L'altitude lui provoque alors une hallucination - elle y avait toujours échappé jusqu'alors. Elle imagine qu'on vient lui porter "du thé chaud" et que pour "remercier, il faut donner une chaussure". Elle passe le pied à l'air pendant 5 heures. C'est la gelure. Quand le jour revient, elle compte toujours sur les secours.
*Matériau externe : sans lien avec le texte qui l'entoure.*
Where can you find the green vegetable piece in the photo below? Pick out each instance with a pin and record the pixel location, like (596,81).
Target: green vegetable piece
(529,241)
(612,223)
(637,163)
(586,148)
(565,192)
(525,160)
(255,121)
Posée à 6 800 mètres, Élisabeth décide de ne pas bouger, pour "se préserver, emmagasiner de la chaleur". Elle entend une rotation d'hélicoptère en bas du glacier "mais il était déjà trop tard, le vent se levait".
Quand elle apprend que l'hélicoptère ne pourra venir que le lendemain, et qu'elle va devoir passer une troisième nuit dehors, elle choisit de descendre. "Ça commençait à être une question de survie", dit la jeune femme, qui n'avait pas reçu le texto lui annonçant que deux alpinistes polonais partaient à sa rencontre.
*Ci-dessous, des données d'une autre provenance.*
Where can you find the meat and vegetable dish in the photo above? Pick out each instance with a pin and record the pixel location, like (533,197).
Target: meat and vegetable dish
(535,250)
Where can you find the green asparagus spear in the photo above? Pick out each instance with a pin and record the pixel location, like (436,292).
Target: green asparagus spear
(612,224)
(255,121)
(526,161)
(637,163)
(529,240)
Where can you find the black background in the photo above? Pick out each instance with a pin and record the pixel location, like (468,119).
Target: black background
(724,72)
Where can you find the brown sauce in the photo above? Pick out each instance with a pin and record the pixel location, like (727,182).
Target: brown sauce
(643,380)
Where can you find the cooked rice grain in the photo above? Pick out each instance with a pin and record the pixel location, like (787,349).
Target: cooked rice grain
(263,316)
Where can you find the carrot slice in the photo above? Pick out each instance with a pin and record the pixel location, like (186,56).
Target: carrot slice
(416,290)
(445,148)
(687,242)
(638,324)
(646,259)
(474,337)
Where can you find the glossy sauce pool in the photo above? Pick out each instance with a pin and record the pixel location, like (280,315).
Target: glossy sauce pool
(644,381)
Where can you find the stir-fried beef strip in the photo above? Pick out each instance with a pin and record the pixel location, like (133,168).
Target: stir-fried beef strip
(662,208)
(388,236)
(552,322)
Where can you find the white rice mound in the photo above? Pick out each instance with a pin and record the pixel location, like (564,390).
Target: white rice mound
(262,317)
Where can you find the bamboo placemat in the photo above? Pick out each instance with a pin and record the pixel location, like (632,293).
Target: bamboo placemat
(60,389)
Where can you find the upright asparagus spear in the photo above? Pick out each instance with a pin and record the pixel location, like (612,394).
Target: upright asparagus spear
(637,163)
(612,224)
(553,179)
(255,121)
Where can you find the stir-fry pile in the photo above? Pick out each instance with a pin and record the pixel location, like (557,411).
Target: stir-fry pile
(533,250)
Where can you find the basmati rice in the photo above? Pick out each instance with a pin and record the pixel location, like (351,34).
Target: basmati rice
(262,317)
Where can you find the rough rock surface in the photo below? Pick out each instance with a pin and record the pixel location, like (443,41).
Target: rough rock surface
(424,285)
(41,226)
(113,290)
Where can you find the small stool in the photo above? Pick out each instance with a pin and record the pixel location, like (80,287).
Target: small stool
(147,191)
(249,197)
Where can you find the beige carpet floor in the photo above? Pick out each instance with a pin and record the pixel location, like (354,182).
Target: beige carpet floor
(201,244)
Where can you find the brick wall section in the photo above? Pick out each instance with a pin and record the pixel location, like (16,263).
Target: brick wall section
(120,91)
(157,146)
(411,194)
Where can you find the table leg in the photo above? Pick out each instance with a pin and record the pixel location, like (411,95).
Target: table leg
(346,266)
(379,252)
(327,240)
Elle décrit une descente prudente, "calme", malgré des "gants humides", le "froid vif" qui gèle ses doigts et la "douleur" dès qu'elle tient une des cordes fixes de l'itinéraire. Vers 3 h 30 du matin, elle atteint le camp 2 vers 6 300 mètres. "J'ai vu deux frontales dans la nuit. Je me suis mise à hurler et je me suis dit : 'c'est bon'", ajoute l'alpiniste dont la voix se brise dans un sanglot.
"Ça a été une grosse émotion", admet cette grande pudique. D'autant que ses deux sauveteurs sont Adam Bielecki, qu'elle connaît - ils avaient un projet d'ascension dans l'Everest - et Denis Urubko, sa légende sur les 8 000 mètres. Ils ont été acheminés par hélicoptère depuis le camp de base d'un autre géant situé non loin, le K2 (8 611 m).
Les sauveteurs n'ont pas été en mesure d'atteindre Tomek, resté bloqué plus haut sur la montagne, et ont dû prendre la "décision terrible et douloureuse" de le laisser là. La liste de quelque 70 morts de cette montagne s'est encore allongée.
Ensuite Élisabeth Revol a été évacuée dimanche vers Islamabad, puis elle est rentrée en France mardi soir. L'avenir, elle l'aborde au jour le jour. "Récupérer au maximum", éviter peut-être l'amputation, et surtout "aller voir les enfants" de Tomek.
Repartir en montagne ? Sous le regard complice de son mari Jean-Christophe, l'enseignante drômoise reconnaît qu'elle a "besoin de ça". "C'est tellement beau".